Many games followed in Leagues’ path. Most were unsuccessful. It has been shown that when an RTS gains immense popularity, it is very hard to remove fans from it. The only game to actually defeat League of Legends happens to be the actual successor to DotA, and that is Dota 2.
Dota 2 goes back to its routes, providing an updated version of what it considers to be its prequel. Besides having better interface and graphics, not much else was changed, except now it was its own standalone title. Unlike League however, Dota 2 is entirely free to play where the only paid aspects come in the form of cosmetics.
When I talk about popularity, I am talking about huge fanbases. More than 7 million unique players logged onto Dota last month. The sheer size and popularity almost destroys any attempt new MMORTS games have of competing with two titans. How can any company manage to compete with these two? League maintains its status due to it being the first on the scene, having gathered a large fanbase with its basic free to play methodology with paid extras. Dota 2 on the other hand, is entirely free with Valve earning funds through customized equipment created and bought by players of the game.
Let us look at three stories of other attempts at MMORTS. First in line is Heroes of Newerth.

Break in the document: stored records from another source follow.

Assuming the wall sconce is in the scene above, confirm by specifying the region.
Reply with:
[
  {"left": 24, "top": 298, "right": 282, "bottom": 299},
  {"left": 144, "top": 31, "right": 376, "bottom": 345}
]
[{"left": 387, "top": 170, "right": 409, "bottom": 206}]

This game came out shortly after League, but before Dota 2. While League took a new approach to DotA by using new heroes, items and even a map, HoN at the start was very much an exact replica of DotA. They made two dire mistakes which removed its status as a competitor to League. First is that just like Demigod, HoN required a flat initial payment to play, while anyone could download League of Legends and play instantly. Next, HoN was at first an exact clone of DotA. So when Dota 2 came along offering more incentives for free, HoN had to scramble to maintain its status. They still exist today and have since added numerous heroes not seen in DotA or Dota 2.
Next, we take a stroll in the cemetery where we find a personal favorite of mine, Land of Chaos Online. This MMORTS was quite different. Inside of playing with an aerial view like most RTS games, this one played like a third person RPG. All RTS aspects were still there, even more so than Dota 2. Players could create units for their teams and upgrade towers using gold obtained in the match at hand. After the game ended, players could even use their rewards to buy permanent bonuses to their favorite heroes. This game’s death perhaps defines why MMO and RTS are two words that are hard to mix. The MMO aspect is what brought it to life and what killed it. All the influences of cash shop bonuses and gold grinding, coupled with the usual lack of awareness most Korean free to play games offer created a violent concoction of imbalance between the haves and the have nots.
Finally, we reach a game that goes way back when RTS games were mostly about buildings and armies. Age of Empires Online. It was seen as a revival of the series, one that was always loved by players. The new incarnation implemented RPG aspects, such as obtaining items that give permanent boosts to your soldiers that carry over between matches. People expected Age of Empires to be an RTS game, not an MMO. Just like Land of Chaos, it was the MMO aspects that killed the game. Cash shop items provided a clear advantage to those with deep pockets, and eventually the player base dwindled. As of now, the game is scheduled to be taken down permanently on July 1, 2014.
We started this journey with one question. “Why aren’t there many MMORTS games?” Now you see that the answer is simple. People don’t want them. Horrible things happen when the two mix. The two exceptions I listed, Dota 2 and League of Legends, provide minimal aspects of both MMO and RTS parts. So little, that neither Valve nor Riot, the two developers, would consider their game to be labeled as such.